Dir. Andreas Dresen, Germany, 2008, 100 mins, German with subtitles
Cast:
Ursula Werner, Horst Rehberg, Horst Westphal
Review by Carol Allen
All praise to writer/director Andreas Dresen for tackling the difficult and rarely touched on subject of sexual passion and older people.
Inge (Werner) is a married grandmother in her sixties, who finds herself unexpectedly caught up in a passionate affair with 76 year old Karl (Westphal). Despite the pragmatic advice of her daughter Petra ((Steffi Kühnert), who when her mother confides in her, tells her to just enjoy the experience and keep quiet about it, Inge is overcome by guilt and tells her husband (Rehlberg). Predictably that ends in disaster.
The film certainly bites the bullet as far the explicitness of the love scenes are concerned. These are not the usual youthfully perfect naked bodies we're used to seeing on screen. Dresen's actors, also to be praised for their courage, appear to have no fears about showing us their ageing bodies, saggy bits and all. Inge is no glamour puss either but an ordinary middle aged woman with scruffy unkempt hair, who earns a bit of pin money as a home seamstress, which is how she meets her lover, when he brings a pair of trousers to her for alteration. The film's very well acted and a times moving but the problem is that we never really get to the heart of Inge's motivation. Her husband seems a nice enough bloke, there appear to be no serious problems in their marriage - they too are still regularly having sex - and our understanding is not helped by the fact that the director chooses to swing straight into scenes of the lovers' sexual passion right at the start of the movie, rather than letting us get to know the characters first and how their relationship has come about. It also with one exception rather glosses over the realities of later life sex.
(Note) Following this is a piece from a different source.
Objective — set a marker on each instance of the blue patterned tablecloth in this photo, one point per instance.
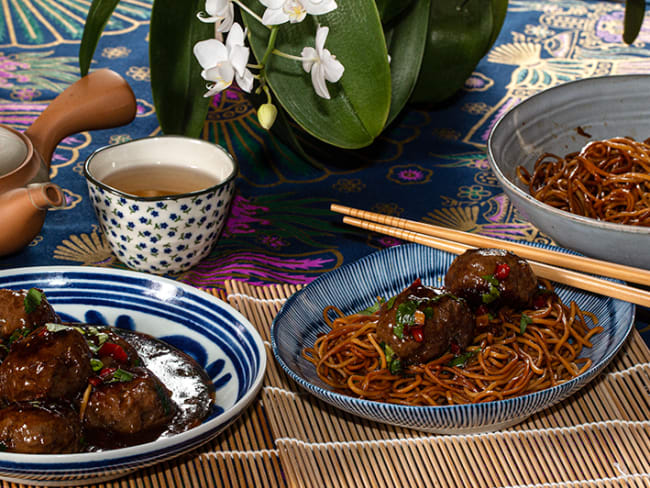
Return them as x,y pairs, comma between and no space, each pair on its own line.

Dresen certainly succeeds in his aim of showing that late life passion is as unstoppable and all consuming as young love and also that the older you get in a situation such as this, when you've been with somebody for many years, the more complicated and painful the ramifications of a break up can be - although arguably that is true at forty as much as sixty or seventy, even more so when young children are involved. It should be pointed out that later in the film, it's the emotional consequences of the affair which take precedence over the physical side of Inge and Karl's relationship. This a serious movie and certainly not porn for wrinklies. But whereas for example in The Mother, another film which showed that a passionate heart still beats in an ageing breast, the main character's motives were understandable and she came out of the situation a stronger woman, in this film Inge's reasons for her actions are never clear, while the downbeat "Sturm und angst" outcome of the story negates the genuine joy the ageing lovers have found earlier in each other's company. The message of the film therefore comes over as "late life passion - it's a fact but no good will ever come of it." and I doubt if that was what Dresen intended.